Николай Владиславович Валентинов, возможно, один из первых проницательных историков, попытавшийся освободить образ Ленина из-под нагромождений идеологических мифов, писал по атому поводу: Александр постепенно стал испытывать заметное влияние Шевырева, проводившего радикальные действия. Уклоняться от политической борьбы безнравственно, «а при нынешних условиях действительной борьбой с царизмом может быть только террор. Болезненно чуткий к указаниям на безнравственность, А. Ульянов, после мучительных колебаний, начинает разделять эти взгляды и, раз на то пошло, делается уже прямым сторонником не случайного, а, как он заявляет, систематического террора, устрашающего, способного сотрясти самодержавие»{28}.
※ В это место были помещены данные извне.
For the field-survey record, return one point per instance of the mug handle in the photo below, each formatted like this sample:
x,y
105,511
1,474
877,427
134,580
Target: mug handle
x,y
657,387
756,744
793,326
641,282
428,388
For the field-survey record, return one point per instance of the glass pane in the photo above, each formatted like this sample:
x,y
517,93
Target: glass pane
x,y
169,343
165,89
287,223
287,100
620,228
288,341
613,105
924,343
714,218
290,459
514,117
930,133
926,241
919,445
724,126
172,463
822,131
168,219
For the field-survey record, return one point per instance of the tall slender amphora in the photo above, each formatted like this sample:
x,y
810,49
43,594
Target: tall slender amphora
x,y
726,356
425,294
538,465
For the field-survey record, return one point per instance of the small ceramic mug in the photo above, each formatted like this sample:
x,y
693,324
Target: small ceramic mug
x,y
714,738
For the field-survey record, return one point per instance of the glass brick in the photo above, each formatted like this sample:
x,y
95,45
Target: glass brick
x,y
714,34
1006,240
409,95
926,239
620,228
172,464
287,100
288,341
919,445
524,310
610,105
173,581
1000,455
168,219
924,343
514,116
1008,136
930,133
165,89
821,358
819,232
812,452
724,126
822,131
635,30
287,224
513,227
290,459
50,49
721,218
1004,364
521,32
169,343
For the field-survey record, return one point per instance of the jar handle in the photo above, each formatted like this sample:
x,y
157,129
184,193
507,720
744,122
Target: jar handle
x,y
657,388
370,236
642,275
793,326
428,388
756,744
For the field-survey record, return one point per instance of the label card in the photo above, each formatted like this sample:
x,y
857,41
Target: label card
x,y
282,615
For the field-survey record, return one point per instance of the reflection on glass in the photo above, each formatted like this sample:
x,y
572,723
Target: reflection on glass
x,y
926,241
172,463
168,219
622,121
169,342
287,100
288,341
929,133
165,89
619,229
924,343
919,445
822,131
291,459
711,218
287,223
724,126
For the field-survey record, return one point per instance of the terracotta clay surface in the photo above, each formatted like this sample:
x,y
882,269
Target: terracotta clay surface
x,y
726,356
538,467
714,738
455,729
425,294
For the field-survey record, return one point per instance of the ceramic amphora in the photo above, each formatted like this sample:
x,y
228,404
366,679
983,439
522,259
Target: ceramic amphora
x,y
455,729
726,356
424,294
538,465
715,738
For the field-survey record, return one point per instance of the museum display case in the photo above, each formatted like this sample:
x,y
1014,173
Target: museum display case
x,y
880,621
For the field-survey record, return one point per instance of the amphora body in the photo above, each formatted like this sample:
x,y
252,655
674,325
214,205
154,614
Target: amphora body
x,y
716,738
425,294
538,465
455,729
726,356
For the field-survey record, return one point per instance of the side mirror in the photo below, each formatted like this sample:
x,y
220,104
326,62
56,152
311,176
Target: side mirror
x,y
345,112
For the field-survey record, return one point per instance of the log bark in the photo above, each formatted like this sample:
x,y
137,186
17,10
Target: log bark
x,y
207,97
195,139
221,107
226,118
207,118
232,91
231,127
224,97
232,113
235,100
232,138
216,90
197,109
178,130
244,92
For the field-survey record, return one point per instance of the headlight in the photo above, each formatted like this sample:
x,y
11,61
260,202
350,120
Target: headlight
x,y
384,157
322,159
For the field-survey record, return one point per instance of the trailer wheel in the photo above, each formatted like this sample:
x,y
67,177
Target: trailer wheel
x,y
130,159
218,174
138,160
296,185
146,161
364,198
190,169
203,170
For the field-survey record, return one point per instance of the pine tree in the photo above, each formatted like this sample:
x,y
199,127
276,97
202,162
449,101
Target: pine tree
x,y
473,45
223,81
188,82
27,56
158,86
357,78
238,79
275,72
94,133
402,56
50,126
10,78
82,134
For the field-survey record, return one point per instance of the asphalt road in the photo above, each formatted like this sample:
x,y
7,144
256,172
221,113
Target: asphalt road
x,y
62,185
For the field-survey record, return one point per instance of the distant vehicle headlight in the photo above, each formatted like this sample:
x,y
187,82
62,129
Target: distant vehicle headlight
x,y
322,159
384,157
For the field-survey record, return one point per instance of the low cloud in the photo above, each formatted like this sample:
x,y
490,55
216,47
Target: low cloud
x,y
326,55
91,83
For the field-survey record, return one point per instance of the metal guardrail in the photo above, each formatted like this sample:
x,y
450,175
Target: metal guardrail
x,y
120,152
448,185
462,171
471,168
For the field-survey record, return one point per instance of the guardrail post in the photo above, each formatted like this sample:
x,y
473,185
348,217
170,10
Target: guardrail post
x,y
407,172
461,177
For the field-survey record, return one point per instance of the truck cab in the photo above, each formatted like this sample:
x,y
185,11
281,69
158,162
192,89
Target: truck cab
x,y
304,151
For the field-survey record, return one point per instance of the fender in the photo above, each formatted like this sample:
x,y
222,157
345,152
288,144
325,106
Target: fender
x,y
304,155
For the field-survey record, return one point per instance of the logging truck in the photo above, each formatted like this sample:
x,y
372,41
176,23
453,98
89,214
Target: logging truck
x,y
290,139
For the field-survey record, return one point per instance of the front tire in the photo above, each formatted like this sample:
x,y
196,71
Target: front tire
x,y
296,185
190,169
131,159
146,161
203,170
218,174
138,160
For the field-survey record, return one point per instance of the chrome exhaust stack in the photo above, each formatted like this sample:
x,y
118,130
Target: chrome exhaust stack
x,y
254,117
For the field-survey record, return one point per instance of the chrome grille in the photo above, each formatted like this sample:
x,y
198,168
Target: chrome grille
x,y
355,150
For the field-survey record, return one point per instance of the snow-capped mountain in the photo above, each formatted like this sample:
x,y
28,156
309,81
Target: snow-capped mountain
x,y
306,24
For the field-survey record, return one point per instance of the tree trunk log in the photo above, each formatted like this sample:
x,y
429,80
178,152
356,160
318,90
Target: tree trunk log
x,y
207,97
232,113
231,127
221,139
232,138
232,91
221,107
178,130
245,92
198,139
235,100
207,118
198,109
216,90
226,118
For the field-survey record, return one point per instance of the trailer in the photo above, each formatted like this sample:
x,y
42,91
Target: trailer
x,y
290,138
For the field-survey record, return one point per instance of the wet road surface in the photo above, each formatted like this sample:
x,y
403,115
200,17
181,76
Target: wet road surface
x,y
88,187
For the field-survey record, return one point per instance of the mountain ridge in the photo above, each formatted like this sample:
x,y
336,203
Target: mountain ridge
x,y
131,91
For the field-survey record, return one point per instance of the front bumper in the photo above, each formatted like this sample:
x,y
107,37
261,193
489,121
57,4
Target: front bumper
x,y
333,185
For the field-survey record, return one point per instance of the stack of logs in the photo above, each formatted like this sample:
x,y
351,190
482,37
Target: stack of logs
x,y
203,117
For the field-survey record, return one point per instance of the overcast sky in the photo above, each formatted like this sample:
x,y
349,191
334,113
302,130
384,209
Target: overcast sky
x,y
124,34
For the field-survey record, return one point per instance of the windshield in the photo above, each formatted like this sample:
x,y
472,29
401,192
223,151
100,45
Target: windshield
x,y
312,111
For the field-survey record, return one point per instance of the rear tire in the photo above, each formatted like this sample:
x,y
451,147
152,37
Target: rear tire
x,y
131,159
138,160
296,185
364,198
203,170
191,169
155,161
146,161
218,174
Группа студентов под руководством Шевырева растет, в нее входят Андреюшкин, Осипанов, Генералов, Канчер, Горкун, Лукашевич, Говорухин, Ульянов. Дежурства «метальщиков» бомбы и «разведчиков» по маршруту поездок царя из дворца в Исаакиевский собор начались с 26 февраля. Но заговорщики были очень неопытны; 1 марта полиция, перехватив письмо Андреюшкина, арестовала всю группу. Семья Ульяновых была потрясена, узнав о постигшей беде, но надеялась на милость императора. Мария Александровна Ульянова, спешно приехав в столицу, подала прошение на имя Александра III. В нем, в частности, говорилось: «О Государь! Умоляю, пощадите детей моих. Возвратите мне детей моих. Если у сына моего случайно отуманился рассудок и чувство, если в его душу закрались преступные замыслы, Государь, я исправлю его: я вновь воскрешу в душе его лучшие человеческие чувства и побуждения, которыми он так недавно еще жил. Милости, Государь, прошу милости».
Этой драме, которая привлекла внимание России в конце прошлого века, посвящено немало публикаций. Наиболее интересны из них – в журналах «Былое» и «Голос минувшего». Читатель, видимо, знает, что все хлопоты матери оказались напрасными не только из-за «жестокости» царя, но и из-за отказа сына подать прошение о помиловании. Кто пересилил себя, поступившись революционным достоинством, тот был помилован: смертная казнь была им заменена многолетней каторгой.
Процесс был очень коротким: 15 апреля начался, а 19-го был оглашен приговор. Нераскаявшиеся Андреюшкин, Генералов, Осипанов, Ульянов и Шевырев были приговорены к повешению. Но спасение еще брезжило в их душах. Во время свидания матери с сыном после приговора на ее мольбы подписать прошение Александр тихо, но твердо произнес:
– Не могу сделать этого после всего, что признал на суде. Ведь это будет неискренне.
Присутствовавший на процессе и свидании матери с сыном юрист Князев уже после Октябрьской революции вспоминал, что в беседе Александр приводил такой довод: «Представь себе, мама, двое стоят друг против друга на поединке. Один уже выстрелил в своего противника, другой еще нет, и тот, кто выстрелил, обращается к противнику с просьбой не пользоваться оружием. Нет, я не могу так поступить!»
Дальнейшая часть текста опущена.